エドガー・ケイシーの三つのリーディング
 
 私は霊界が存在するのではないだろうかとだんだんに信ずるようになってきた。「前世療法」を訳した作者(山川紘矢・亜希子夫妻)が女優のシャーリー・マクレーンの「アウト・オン・ア・リム」という本のことに触れていたので早速、図書館で借りて読んで見た。
 この本のことは十数年前に、女優が霊媒を通しての体験談云々とかで評判になっていたのは知っていたが、当時は霊媒なんて、霊媒師の思い込みだなんて勝手に決め付け一瞥だにしなかった本である。しかし、読んでみてその内容の質の高さに驚いた。
 シャーリー・マクレーンが精神世界に入っていく過程を書いていくのだが、文中かの有名なエドガー・ケイシーのリーディングにも触れていたのでわたしも少し抜粋してみる。
 ケーシーは人の徳性というものを重要視していたという。

 ある三十八歳の女性は男性不信のため、どうしても結婚に踏み切れないでいたが、前世を見てみるとある前世において、新婚まもなく、夫は十字軍に参加するため、彼女を捨てて行ってしまったということがわかった。

 ある十八歳の女性は自分では抑制できないほど肥満していた。リーディングによれば、二つ前の人生において、彼女はローマの運動競技者で美貌と技量に恵まれていた。しかし、彼女はいつも太って体の動きの鈍い人たちを嘲笑っていたということである。
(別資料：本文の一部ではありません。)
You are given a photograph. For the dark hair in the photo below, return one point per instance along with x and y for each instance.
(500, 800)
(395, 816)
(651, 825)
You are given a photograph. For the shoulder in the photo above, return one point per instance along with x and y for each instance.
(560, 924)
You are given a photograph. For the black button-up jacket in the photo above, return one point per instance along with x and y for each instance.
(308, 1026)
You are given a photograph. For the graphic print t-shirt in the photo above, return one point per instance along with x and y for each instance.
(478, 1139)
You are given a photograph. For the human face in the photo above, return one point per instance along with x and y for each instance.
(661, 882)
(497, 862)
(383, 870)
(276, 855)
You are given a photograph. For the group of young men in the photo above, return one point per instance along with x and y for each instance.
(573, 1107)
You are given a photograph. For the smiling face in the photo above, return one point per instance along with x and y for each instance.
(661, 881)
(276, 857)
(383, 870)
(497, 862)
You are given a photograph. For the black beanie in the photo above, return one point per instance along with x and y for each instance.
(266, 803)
 ある二十一歳の若者はホモセクシャルで悩んでいたが、その前世で彼はフランスの裁判所で、ホモの人間を暴露し、侮辱していたことがわかった。

 リーディングは「人を非難することなかれ、他人を非難すれば、同じ立場に陥るであろう」と諭したのである。
 しかし、私がケーシーを通じた声の中でもっとも勇気づけられたのは次のメッセージである。
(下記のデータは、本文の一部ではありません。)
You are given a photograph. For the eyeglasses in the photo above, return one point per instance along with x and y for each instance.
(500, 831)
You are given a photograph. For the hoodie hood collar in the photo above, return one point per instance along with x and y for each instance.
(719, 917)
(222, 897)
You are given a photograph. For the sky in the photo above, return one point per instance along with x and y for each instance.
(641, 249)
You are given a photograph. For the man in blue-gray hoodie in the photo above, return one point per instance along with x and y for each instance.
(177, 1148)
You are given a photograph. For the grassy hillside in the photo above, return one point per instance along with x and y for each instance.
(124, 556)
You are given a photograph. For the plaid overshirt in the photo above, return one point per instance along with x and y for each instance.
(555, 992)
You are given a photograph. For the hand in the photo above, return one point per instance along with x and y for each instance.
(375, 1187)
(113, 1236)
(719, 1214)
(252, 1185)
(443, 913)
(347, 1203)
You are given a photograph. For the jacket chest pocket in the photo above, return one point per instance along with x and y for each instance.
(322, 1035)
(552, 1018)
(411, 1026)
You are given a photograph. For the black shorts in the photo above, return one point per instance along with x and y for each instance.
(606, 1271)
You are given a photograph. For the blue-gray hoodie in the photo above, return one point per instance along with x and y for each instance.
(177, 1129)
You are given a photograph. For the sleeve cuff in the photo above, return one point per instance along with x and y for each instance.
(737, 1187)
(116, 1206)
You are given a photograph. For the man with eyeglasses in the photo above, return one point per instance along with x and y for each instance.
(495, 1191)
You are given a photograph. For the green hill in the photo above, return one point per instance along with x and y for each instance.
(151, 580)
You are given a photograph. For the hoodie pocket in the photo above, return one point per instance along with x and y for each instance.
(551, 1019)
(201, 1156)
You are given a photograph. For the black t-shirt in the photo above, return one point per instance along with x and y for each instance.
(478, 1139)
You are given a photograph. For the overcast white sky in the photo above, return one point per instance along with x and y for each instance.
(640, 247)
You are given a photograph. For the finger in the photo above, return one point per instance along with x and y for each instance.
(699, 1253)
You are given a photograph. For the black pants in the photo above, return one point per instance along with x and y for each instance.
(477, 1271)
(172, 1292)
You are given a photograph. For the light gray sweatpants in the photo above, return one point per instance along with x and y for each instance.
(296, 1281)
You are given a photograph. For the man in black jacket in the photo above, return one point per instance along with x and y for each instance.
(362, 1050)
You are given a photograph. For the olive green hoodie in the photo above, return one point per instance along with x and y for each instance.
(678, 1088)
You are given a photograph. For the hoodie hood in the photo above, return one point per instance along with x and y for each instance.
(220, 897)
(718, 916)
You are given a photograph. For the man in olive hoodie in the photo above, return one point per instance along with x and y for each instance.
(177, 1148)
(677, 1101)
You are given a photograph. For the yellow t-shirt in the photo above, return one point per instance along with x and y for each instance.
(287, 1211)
「人が犯す最も大きな誤りは、人生はすでに前もって決められており、変えることができないと思ってしまうことだ。現在の人生が最も重要であり、カルマとの関係において、自由意志を発揮することが最も大切である。自分の精神的内面に触れ、人生の目的が何であるかを発見することは我々の自由意志にかかっている。我々の行いは、全て終局的には自分に返ってきて、自分が責任を負わなくてはならない。また責任が何であるかを知ることも、自分の責任である」

 しかし、シルバーバーチの霊訓では、運命全体としての枠組みは決まっているそうで、その枠組みの範囲内で、選択の権利が与えられており、しょせん最終的には因果律という法則に縛られた運命を辿るに違いありません。

 私は過去に聖書も読んだことがあったし、ケイシー関係の本を買ったこともあったが、今回ほどのインパクトはなかった。なぜ今ごろになってこれらの本は私に一大センセーションを巻き起こしたのか。それは、奇しくもシャーリー・マクレーンがこう語っている。
「きっと、誰の場合でも、その人の吸収の速度に合わせてこうしたことは起こるのだろう。つまり、ひとは、物事を受け容れ、理解する準備ができた分だけ進歩していくのだろう」と。